As social media platforms such as Facebook and Twitter become increasingly ubiquitous, lies can quickly gain the upper hand. They can be disseminated and multiply exponentially in a heartbeat, with potentially far-reaching consequences. What is believed becomes more important than what is true — as those who manipulate the media to their own advantage know all too well.
One could cogently argue that conditions are now right for a “perfect storm” of deliberate misinformation that could seriously hurt — or even kill — health-care consumers on a mass scale.
Think about it.
It’s estimated that 44% of Americans now get their news from Facebook.1 But Facebook is a social medium, not a reputable, news-gathering organization. And therein lies the danger. What is seen and heard repetitively on Facebook is more likely to “stick” with your patients than what they read on reputable, medical-news sources.
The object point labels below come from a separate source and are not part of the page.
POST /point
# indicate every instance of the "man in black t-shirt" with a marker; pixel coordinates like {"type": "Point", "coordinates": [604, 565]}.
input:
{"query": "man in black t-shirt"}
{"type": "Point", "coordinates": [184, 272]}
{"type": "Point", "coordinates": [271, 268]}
Dr Cindy Elmore, associate professor of Journalism at East Carolina University in Greenville, North Carolina, thinks that fake news is an offshoot or extension of the public relations field that has been adapted to social media.
“With the Internet, those in this field began to recognize that they could bypass the news media altogether and produce positive content about their clients or organizations and disseminate it directly to the public,” said Dr Elmore, who was a journalist for 18 years before earning her PhD and teaching aspiring journalists. “Once this succeeded, darker forces realized they could take this strategy even further and put out damaging information about their competitors directly on the Internet or social media. They also came to realize that this strategy had even more impact when such information appeared to look like and read like legitimate journalism.”